By Amay Singh
“Joker,” directed by Todd Philipps, is the origin story of one of the most loved, confusing and iconic villains of the DC universe.
Over the course of the filmography of “Joker,” we’ve seen the highly rated villain be played by numerous actors and voice-actors who have added their own personalized touches to the character — be it Cesar Romero’s playful prankster, Jack Nicholson’s iconic voice or Heath Ledger’s dark sadism.
Ledger’s characterization of the Joker in “The Dark Knight” set a benchmark, which garners a lot of expectations from the future Joker. After the forgettable performance of Jared Leto as the Joker in “Suicide Squad,” Joaquin Phoenix brings the Joker to life again in a terrifying, haunting and unsettling performance.
Set in the ‘80s with a raging class war, it almost harks back to the French Revolution. “Joker” is mostly centered around Phoenix. For movie-goers Aamir Ahamad and Timothy Lansing who have watched every prior rendition of the Joker, ranging from the beloved voice-acting of Mark Hamill to the highly disdained portrayal by Jared Leto, the ‘haunting’ and ‘astonishing’ acting is what sold the movie.
“His eyes haunt you.
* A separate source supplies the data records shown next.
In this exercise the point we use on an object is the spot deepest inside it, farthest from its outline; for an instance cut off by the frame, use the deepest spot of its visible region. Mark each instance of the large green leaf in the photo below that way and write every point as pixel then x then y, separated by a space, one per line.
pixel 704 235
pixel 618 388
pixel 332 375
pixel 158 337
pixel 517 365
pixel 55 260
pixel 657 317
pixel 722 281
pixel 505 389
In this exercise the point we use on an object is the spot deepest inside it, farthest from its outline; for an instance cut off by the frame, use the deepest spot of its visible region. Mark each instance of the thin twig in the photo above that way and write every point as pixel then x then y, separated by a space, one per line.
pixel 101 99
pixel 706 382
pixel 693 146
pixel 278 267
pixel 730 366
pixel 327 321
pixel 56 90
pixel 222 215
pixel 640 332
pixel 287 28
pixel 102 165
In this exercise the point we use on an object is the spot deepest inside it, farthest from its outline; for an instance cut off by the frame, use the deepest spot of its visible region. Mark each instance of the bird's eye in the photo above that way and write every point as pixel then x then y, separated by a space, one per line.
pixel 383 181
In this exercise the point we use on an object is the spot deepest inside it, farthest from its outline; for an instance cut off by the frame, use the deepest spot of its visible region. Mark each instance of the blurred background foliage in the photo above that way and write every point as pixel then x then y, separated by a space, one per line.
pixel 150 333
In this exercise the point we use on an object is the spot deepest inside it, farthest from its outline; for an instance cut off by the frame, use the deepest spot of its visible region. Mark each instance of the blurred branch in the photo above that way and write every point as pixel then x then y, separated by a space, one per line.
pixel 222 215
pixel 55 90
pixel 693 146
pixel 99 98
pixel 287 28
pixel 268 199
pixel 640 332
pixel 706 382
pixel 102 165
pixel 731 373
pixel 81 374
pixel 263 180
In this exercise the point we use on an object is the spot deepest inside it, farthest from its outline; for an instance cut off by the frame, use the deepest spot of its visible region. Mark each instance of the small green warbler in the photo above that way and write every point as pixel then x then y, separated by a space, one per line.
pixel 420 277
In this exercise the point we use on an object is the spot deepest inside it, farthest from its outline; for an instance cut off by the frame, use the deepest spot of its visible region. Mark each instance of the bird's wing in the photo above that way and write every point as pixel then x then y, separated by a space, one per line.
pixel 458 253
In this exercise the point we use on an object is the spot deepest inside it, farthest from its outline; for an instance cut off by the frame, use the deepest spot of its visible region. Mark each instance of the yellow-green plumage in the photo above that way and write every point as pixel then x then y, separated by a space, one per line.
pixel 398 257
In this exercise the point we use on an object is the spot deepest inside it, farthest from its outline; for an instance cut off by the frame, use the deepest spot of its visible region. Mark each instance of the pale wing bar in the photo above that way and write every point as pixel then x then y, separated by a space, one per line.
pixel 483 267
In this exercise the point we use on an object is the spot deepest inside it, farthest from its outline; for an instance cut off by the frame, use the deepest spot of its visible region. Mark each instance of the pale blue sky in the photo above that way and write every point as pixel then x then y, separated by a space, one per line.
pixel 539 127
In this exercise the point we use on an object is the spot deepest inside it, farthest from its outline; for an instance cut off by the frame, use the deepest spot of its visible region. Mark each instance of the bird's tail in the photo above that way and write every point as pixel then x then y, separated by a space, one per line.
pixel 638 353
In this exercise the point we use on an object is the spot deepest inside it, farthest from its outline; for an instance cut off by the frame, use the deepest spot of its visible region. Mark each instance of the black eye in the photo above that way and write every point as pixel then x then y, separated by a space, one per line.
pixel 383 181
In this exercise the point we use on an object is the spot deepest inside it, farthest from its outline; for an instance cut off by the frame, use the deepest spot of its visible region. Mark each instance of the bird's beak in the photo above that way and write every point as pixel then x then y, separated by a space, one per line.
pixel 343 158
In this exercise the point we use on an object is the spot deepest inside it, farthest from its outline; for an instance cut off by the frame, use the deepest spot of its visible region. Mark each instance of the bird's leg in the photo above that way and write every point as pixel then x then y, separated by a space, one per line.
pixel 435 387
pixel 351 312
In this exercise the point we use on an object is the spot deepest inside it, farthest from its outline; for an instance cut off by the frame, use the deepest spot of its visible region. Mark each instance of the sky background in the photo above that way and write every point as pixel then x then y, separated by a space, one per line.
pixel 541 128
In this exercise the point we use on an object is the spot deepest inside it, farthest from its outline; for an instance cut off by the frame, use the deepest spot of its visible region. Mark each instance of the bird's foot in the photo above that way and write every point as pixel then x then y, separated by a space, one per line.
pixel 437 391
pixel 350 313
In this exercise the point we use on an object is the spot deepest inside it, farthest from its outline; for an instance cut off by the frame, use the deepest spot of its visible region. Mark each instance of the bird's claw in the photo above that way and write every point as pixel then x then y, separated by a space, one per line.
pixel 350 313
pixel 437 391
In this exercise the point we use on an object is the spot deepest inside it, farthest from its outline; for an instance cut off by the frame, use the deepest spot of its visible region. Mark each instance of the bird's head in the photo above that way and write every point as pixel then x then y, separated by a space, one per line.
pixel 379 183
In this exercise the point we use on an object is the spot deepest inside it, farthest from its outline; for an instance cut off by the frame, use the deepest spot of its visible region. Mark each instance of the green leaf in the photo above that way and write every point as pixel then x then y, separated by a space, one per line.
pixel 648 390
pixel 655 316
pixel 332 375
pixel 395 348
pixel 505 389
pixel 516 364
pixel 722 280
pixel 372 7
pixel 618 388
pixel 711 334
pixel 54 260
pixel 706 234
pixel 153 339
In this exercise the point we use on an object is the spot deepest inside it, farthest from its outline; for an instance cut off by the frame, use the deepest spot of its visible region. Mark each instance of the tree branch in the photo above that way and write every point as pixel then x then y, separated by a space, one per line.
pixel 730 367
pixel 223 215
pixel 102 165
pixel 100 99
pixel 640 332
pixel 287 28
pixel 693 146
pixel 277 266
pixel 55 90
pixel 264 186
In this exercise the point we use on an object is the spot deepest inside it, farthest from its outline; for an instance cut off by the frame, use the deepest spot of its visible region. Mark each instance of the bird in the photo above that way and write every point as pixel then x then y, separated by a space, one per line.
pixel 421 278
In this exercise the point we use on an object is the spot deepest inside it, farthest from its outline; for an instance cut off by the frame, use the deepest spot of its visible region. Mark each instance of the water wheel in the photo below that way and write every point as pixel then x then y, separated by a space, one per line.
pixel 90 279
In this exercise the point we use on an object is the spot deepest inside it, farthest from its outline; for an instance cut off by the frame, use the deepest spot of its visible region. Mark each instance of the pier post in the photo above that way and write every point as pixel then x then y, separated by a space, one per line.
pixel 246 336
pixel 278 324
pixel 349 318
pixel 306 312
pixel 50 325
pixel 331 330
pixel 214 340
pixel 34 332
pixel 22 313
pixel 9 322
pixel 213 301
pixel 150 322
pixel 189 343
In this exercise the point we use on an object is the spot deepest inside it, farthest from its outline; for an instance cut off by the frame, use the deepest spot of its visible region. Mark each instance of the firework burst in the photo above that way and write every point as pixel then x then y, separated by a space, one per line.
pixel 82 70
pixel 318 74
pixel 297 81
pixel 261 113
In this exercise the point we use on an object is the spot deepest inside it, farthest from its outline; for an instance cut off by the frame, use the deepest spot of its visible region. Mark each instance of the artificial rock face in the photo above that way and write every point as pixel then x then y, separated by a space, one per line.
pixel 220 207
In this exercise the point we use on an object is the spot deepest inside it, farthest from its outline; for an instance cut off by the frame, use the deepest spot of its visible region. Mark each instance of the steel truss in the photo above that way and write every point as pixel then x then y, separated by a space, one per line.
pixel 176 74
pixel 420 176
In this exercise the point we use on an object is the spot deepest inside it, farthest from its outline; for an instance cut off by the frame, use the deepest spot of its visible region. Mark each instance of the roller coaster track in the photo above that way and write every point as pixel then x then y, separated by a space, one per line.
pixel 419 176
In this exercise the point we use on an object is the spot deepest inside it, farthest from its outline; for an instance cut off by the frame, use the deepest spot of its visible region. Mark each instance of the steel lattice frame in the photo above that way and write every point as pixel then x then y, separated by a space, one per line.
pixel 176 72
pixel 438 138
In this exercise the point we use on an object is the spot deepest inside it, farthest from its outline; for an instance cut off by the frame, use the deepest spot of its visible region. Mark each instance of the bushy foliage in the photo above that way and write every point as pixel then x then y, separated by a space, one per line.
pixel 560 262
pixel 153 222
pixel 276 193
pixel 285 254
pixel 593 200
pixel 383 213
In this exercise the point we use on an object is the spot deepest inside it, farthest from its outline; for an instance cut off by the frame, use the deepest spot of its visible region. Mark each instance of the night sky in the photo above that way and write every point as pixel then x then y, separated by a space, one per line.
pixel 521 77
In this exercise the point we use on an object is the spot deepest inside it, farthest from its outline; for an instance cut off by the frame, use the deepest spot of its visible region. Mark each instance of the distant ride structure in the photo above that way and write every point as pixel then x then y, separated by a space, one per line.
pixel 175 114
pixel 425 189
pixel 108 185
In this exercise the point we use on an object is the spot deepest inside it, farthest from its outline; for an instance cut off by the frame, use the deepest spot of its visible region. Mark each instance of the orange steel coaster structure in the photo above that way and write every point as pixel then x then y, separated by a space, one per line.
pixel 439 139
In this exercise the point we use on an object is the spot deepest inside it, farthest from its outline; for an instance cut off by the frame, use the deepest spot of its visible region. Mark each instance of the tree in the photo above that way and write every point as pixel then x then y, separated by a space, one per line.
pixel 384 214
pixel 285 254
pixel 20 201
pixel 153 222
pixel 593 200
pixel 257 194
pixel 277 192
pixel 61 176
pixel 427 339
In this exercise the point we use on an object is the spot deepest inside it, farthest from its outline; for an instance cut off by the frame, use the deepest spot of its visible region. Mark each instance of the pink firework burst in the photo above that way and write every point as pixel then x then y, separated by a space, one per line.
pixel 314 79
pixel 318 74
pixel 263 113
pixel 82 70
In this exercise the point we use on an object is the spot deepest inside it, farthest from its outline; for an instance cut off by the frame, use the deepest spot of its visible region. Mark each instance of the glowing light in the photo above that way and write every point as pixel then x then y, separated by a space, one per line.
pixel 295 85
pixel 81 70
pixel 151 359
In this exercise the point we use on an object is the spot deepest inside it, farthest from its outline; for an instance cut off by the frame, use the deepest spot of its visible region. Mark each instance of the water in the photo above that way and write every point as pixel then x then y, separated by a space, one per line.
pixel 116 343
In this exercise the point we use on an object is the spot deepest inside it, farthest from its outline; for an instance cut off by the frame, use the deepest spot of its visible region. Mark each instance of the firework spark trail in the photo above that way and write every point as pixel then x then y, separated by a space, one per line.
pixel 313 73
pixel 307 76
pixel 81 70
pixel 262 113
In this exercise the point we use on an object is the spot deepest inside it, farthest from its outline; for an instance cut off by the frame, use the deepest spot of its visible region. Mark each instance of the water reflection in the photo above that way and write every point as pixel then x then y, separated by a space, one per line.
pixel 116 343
They show his struggle with his inner demons,” Lansing said. However, it’s not all dark; the movie does also share some chuckle-worthy moments amidst its chaotic plot.
Another iconic aspect of the Joker is his laugh. A demented laugh that is meant to creep the audience out.
“Phoenix’s joker has a variety of laughs, all of them are anything but funny. Ranging from the high-pitched cackle to the guffaw that often covered up tears, all of them signify one thing — how dead he feels on the inside. There is no joy in his life,” Ahamad said.
“Joker” is a deeply unsettling social commentary on a ravaging class divide, as well as a warning sign for mental illness. It is not for everyone, but it will definitely bring about a lot of conversation.
“It does feel slightly unnerving and very scary, but it is a really good movie,” Lansing said.
“Joker” earned three-out-of-five stars from Ahamad and four-out-of-five stars from Lansing.